I know the few people who read this blog are wondering why I like Sarah Palin, especially as her stances on many issues I disagree with.
In order to understand, you need to watch her speech last night:
She delivered a great speech, plain and simple. The speech was well-written, and accomplished what was needed: introducing herself to the world, attacking her opponent, bolstering her running mate, laying out her accomplishments and to a degree, what she--and McCain--stand for. Like all political women must do in these types of speeches, she brought up her family in detail, and mentioned her role as a mom, but the beginning was actually the best part of her speech. I even enjoyed the many Democratic disses, and she had many good lines. She integrated personal experiences with campaign promises, and injected favorable historical comparisons.
The truth is though, besides all that, I was taken in by her charm. She was funny, forceful, ironic, and she delivered that speech. I loved her facial expressions. She never came across staged, but genuine and natural. I just flat-out loved her, and wanted to vote for her at times, just her, issues be dammed.
The crowd at the RNC loved her too, and like watching Obama last week, just added to the intensity, the feeling of being swept away by collective passion. They chanted so long even before she spoke a single word--other than "thank you"--that you'd have been mistaken for thinking she was running for president, not a woman nobody knew from Tina Fey a week ago.
She handled everything beautifully. Contrasting last night's atmosphere when she spoke to when both Cindy and John McCain sputtered through their speeches tonight only emphasized what an electric presence she has.

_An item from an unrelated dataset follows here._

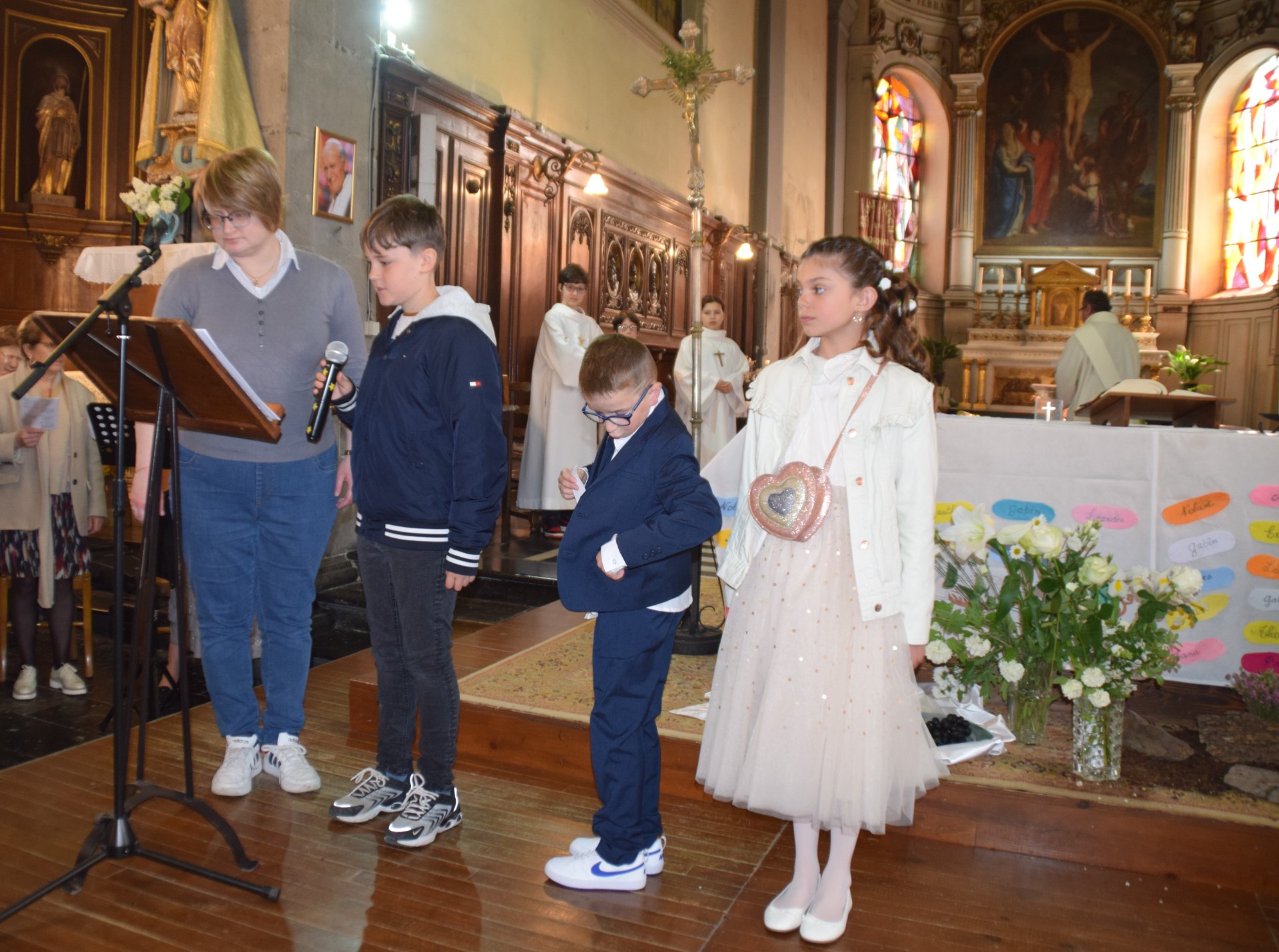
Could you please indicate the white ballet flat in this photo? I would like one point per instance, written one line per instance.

But this is the problem, though. I disagree with her on a lot of things--and as other issues come to light, like when she "rhetorically" asked the Wasilla town librarian about how to go about banning books, and the fact that when politicians disagree with her she tends to view it as a personal attack--these things should serve as warning signs that This Isn't the Candidate For Me. But I find her interesting, and she seems like someone who gets stuff done, who actually works hard and cares. Those pesky personal qualities I admire about her--her amusement at the people and process around her, her charm, her ironic expressions, even the way she dresses--are not reasons I should support her. I like the fact that she started in PTA and wound up somewhere else entirely, even that she's so very Alaskan. How cool.
Thinking that Sarah Palin is a cool person, disregarding what she stands for, is the type of thinking that's gotten us into trouble before. It's true, I shouldn't vote for someone that I think I can relate to, or be friends with, because I won't have the opportunity to test that theory out and it's pretty pointless, but it's potent. After all, even David Brooks said that McCain picked her because he felt she was like him--against common sense.

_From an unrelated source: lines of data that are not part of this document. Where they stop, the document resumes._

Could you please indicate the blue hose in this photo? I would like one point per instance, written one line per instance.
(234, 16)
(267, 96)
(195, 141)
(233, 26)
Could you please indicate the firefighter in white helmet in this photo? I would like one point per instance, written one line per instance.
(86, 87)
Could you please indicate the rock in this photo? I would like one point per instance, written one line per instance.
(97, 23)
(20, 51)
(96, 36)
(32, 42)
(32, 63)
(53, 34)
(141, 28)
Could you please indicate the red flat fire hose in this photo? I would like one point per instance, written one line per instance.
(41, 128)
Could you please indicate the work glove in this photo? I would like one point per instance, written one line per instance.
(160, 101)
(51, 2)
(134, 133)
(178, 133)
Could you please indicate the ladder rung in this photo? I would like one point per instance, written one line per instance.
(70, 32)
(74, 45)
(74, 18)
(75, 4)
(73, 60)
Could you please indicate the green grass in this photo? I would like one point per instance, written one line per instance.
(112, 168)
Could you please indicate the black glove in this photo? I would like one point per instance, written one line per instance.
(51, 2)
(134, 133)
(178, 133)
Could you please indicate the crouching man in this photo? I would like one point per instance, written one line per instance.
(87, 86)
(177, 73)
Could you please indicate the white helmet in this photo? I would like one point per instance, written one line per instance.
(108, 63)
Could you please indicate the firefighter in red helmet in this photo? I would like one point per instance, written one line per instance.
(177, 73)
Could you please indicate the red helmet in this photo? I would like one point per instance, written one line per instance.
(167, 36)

That the Palins are pretty should not matter, but pretty people always win. Pretty people with fun slogans like "Hottest Governor in Coldest State" also push buttons. These things all draw attention, and the RNC needed it. Frankly, Sarah Palin was all I cared about for this convention, and hers is the story I'm interested in. I'm still very much drawn to her; I want to support her, because I like her, if not what she stands for. But I can still respect her very much and resist voting for her, based on my convictions. Isn't that what all the presidential candidates have been saying this entire election anyway?